Inspired by old magic, OMA's Dutch towers are designed to relax

This article was taken from the February 2014 issue of Wired magazine. Be the first to read Wired's articles in print before they're posted online, and get your hands on loads of additional content by subscribing online.

This is De Rotterdam, a new "mixed-use vertical city" from OMA, the architectural practice headed by Rem Koolhaas. The single largest building in the Netherlands, its three towers rise 150m above a concrete pediment balancing on the waterfront of Rotterdam's Wilhelminapier.

Project architect Kees Van Casteren translates De Rotterdam's mass into everyday terms: it weighs "as much as a traffic jam from Rotterdam to Milan". This matters, because the Dutch have willed their country into being from boggy, unpromising land -- and historic -- Wilhelminapier sits on particularly poor foundations.

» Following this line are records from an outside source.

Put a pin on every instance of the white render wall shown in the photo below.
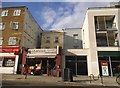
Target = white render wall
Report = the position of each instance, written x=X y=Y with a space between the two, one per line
x=9 y=70
x=69 y=39
x=31 y=31
x=89 y=36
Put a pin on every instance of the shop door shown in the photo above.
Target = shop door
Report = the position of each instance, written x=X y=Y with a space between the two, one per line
x=70 y=63
x=44 y=66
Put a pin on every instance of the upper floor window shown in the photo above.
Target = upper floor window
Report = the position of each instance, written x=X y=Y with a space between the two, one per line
x=15 y=25
x=56 y=40
x=4 y=13
x=1 y=40
x=12 y=41
x=75 y=36
x=48 y=40
x=16 y=12
x=2 y=26
x=9 y=62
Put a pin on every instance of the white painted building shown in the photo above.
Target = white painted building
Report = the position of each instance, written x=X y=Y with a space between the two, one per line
x=100 y=54
x=101 y=36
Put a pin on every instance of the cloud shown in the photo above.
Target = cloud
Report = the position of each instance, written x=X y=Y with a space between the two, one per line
x=49 y=16
x=67 y=15
x=70 y=19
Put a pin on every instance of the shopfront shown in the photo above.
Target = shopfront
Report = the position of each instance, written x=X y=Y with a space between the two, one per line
x=111 y=59
x=9 y=60
x=78 y=64
x=42 y=61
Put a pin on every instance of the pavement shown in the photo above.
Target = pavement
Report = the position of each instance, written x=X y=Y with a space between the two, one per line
x=50 y=80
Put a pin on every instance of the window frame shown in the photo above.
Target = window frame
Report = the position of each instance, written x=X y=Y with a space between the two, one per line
x=2 y=26
x=5 y=64
x=17 y=12
x=1 y=40
x=15 y=25
x=47 y=39
x=12 y=41
x=56 y=40
x=4 y=13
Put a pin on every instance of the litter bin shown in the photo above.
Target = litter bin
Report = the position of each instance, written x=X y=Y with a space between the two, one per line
x=67 y=76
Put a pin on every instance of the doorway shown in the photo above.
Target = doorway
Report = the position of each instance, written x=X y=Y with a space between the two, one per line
x=78 y=64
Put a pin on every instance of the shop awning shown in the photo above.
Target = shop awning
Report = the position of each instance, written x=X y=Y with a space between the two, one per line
x=108 y=53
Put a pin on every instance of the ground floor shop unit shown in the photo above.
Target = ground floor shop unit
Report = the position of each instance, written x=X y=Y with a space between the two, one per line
x=78 y=64
x=111 y=59
x=42 y=65
x=82 y=62
x=41 y=61
x=9 y=60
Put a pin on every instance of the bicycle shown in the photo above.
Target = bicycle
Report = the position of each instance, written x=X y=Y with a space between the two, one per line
x=118 y=79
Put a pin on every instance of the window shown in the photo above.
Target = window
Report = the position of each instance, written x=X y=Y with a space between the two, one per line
x=15 y=25
x=16 y=13
x=1 y=40
x=75 y=36
x=76 y=47
x=12 y=41
x=2 y=26
x=4 y=13
x=56 y=40
x=1 y=62
x=9 y=62
x=48 y=40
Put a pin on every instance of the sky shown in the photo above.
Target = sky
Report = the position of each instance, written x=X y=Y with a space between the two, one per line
x=57 y=15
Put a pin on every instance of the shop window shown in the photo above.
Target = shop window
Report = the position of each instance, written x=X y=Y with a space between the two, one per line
x=12 y=41
x=4 y=13
x=76 y=47
x=48 y=40
x=9 y=62
x=2 y=26
x=75 y=36
x=1 y=62
x=56 y=40
x=15 y=25
x=16 y=12
x=1 y=40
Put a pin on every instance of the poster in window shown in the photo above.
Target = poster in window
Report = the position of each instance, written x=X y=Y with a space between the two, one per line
x=104 y=66
x=12 y=41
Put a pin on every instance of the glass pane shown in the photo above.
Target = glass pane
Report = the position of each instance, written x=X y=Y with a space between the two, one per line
x=101 y=39
x=101 y=23
x=111 y=39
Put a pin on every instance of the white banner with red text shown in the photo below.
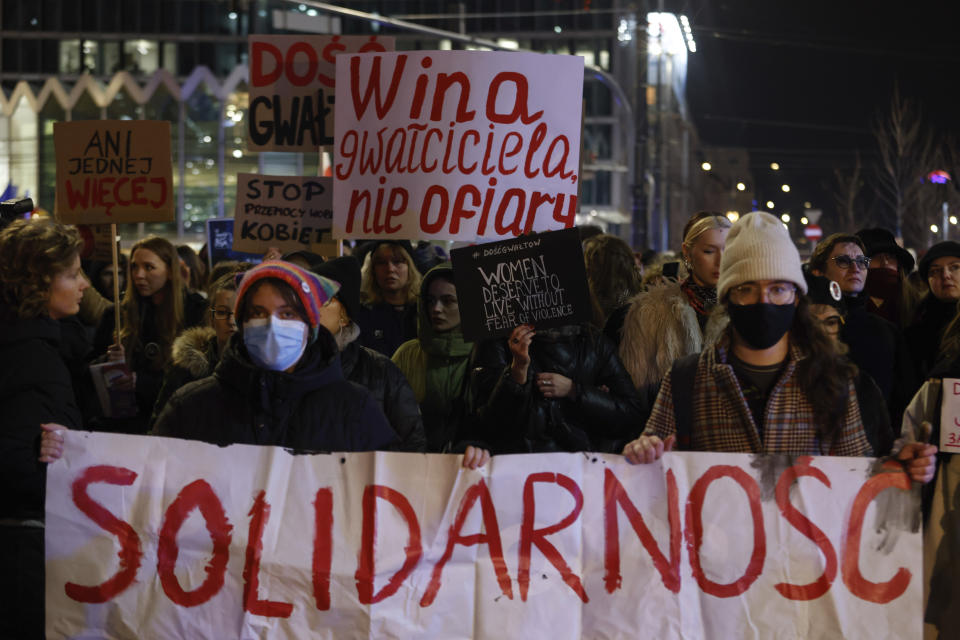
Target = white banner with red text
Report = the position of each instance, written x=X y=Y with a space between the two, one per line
x=456 y=145
x=162 y=538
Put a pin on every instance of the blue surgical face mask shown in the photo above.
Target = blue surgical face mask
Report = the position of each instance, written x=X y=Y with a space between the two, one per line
x=273 y=343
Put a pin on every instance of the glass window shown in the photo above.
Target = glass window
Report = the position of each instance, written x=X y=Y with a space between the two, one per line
x=236 y=158
x=69 y=56
x=169 y=59
x=163 y=106
x=89 y=49
x=141 y=57
x=112 y=61
x=202 y=177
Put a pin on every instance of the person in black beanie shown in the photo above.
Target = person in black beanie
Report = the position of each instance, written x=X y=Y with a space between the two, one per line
x=940 y=268
x=828 y=308
x=364 y=366
x=888 y=291
x=389 y=285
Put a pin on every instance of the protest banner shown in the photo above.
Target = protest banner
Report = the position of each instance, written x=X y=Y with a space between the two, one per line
x=220 y=243
x=538 y=279
x=113 y=171
x=96 y=242
x=291 y=213
x=161 y=538
x=292 y=88
x=456 y=145
x=950 y=416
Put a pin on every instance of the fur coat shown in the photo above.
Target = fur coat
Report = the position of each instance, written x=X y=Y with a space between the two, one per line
x=660 y=328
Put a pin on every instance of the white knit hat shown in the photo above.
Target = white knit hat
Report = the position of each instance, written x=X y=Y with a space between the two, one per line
x=759 y=248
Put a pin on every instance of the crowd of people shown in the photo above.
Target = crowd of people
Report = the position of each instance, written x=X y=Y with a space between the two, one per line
x=736 y=347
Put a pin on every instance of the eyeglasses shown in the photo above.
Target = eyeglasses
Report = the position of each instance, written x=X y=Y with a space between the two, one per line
x=846 y=262
x=751 y=293
x=952 y=269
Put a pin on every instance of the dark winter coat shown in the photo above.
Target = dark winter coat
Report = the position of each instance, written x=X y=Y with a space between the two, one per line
x=383 y=328
x=601 y=413
x=878 y=347
x=149 y=369
x=924 y=334
x=386 y=383
x=194 y=356
x=35 y=388
x=312 y=408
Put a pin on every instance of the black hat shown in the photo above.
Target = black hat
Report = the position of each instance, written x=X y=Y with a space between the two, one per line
x=346 y=271
x=821 y=290
x=880 y=240
x=948 y=249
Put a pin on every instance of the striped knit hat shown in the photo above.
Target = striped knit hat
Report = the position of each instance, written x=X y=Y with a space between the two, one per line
x=759 y=248
x=314 y=291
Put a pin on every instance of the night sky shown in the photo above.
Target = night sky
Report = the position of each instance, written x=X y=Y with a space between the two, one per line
x=800 y=83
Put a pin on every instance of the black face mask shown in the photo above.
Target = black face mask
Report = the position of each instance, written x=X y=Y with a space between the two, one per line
x=761 y=325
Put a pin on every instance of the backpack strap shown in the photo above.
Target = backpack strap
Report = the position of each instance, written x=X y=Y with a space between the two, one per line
x=682 y=374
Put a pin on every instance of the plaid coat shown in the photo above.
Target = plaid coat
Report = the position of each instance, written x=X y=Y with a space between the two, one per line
x=722 y=420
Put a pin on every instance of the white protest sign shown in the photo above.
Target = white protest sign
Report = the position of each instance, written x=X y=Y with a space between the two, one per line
x=456 y=145
x=950 y=416
x=161 y=538
x=292 y=213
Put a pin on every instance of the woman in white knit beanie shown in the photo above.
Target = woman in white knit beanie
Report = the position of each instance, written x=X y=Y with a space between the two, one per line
x=775 y=383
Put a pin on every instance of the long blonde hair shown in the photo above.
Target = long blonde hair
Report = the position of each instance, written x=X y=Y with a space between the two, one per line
x=169 y=313
x=370 y=290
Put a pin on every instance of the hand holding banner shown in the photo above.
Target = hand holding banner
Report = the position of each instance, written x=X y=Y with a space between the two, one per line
x=200 y=541
x=456 y=145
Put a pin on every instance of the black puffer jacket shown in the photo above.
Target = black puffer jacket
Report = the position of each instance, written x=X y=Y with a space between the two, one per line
x=601 y=413
x=311 y=409
x=384 y=380
x=35 y=388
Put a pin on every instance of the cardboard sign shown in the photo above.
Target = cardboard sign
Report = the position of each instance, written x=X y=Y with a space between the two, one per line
x=112 y=171
x=538 y=279
x=950 y=416
x=163 y=538
x=292 y=88
x=456 y=145
x=289 y=212
x=220 y=243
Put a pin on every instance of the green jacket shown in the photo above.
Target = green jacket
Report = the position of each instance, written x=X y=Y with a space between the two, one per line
x=437 y=367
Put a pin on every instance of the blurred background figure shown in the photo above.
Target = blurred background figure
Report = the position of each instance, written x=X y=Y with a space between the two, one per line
x=366 y=367
x=156 y=307
x=666 y=323
x=388 y=294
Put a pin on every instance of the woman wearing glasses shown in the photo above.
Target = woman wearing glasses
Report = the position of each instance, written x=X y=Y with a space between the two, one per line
x=774 y=383
x=876 y=345
x=940 y=269
x=196 y=351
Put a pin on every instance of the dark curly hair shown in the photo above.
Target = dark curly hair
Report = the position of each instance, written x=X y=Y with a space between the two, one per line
x=33 y=253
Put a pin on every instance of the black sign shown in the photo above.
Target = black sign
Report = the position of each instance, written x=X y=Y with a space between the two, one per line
x=536 y=279
x=220 y=243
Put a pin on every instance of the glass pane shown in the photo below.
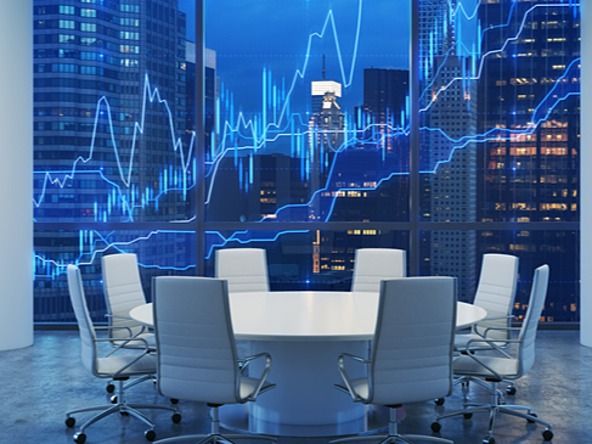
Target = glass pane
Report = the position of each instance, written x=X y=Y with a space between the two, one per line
x=533 y=248
x=159 y=252
x=311 y=110
x=308 y=259
x=499 y=110
x=114 y=142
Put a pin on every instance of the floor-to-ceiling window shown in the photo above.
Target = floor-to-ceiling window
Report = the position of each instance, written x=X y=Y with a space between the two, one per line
x=309 y=130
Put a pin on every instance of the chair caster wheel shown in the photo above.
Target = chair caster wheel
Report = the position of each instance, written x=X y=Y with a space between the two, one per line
x=534 y=415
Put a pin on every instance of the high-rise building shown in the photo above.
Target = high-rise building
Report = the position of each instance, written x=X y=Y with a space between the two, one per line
x=449 y=113
x=529 y=95
x=109 y=105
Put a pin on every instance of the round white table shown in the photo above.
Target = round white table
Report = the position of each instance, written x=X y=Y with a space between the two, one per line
x=305 y=331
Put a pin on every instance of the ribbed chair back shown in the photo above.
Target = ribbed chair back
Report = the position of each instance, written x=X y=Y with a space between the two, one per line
x=411 y=356
x=123 y=291
x=88 y=348
x=372 y=265
x=496 y=291
x=527 y=335
x=245 y=269
x=195 y=341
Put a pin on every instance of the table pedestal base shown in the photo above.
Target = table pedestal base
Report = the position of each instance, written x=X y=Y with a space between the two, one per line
x=305 y=401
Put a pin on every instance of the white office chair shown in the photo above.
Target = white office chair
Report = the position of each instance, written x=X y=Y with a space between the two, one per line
x=245 y=269
x=120 y=364
x=495 y=293
x=411 y=355
x=492 y=369
x=123 y=291
x=197 y=357
x=371 y=265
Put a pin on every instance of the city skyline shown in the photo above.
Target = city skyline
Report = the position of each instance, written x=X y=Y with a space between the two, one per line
x=364 y=179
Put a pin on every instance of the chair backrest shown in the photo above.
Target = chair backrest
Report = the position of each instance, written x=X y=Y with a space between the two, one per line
x=88 y=348
x=372 y=265
x=197 y=358
x=123 y=291
x=538 y=294
x=411 y=357
x=245 y=269
x=496 y=291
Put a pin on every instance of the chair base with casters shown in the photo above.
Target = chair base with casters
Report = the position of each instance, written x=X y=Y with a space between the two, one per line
x=393 y=435
x=122 y=407
x=497 y=405
x=214 y=436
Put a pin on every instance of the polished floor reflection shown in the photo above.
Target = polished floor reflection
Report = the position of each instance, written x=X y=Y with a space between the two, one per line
x=44 y=381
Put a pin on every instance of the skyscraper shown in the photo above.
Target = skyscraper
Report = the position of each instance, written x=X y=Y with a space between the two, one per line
x=449 y=113
x=109 y=105
x=529 y=95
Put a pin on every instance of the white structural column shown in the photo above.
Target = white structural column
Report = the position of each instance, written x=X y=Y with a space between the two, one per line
x=16 y=174
x=586 y=179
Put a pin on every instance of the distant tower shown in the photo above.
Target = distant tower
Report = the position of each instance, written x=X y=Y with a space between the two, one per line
x=450 y=191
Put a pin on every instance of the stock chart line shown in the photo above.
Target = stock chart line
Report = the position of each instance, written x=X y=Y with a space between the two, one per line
x=280 y=127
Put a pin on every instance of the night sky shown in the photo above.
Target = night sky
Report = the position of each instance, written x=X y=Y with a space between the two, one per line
x=248 y=35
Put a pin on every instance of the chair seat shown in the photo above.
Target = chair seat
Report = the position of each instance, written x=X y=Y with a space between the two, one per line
x=149 y=337
x=360 y=386
x=110 y=365
x=466 y=366
x=461 y=340
x=249 y=385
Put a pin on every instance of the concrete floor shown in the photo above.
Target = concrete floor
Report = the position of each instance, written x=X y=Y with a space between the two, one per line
x=44 y=381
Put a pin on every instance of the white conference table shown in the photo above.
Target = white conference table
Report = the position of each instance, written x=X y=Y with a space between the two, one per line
x=305 y=331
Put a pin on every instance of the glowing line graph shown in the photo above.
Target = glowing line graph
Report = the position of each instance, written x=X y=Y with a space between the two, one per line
x=248 y=124
x=125 y=172
x=259 y=141
x=491 y=53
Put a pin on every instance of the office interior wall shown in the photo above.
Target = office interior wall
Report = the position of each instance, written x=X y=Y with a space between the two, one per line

Most of this building's movement, explains Van Casteren, happens during construction.

Effectively, the structure is ratcheted up too "tight" as it is built and permitted to sag as it settles. The build was started in 1997 but stopped after 9/11, and the final cost is €340 million (£285 million), which has realised 240 apartments, 285 hotel rooms, 72,000m2 of office space -- and some very tricksy geometry.

A number of columns contain valves with steel plates stacked laterally in between. At intervals these plates are whipped out -- a bit like the magician's tablecloth trick -- allowing the building to sag at a controlled speed.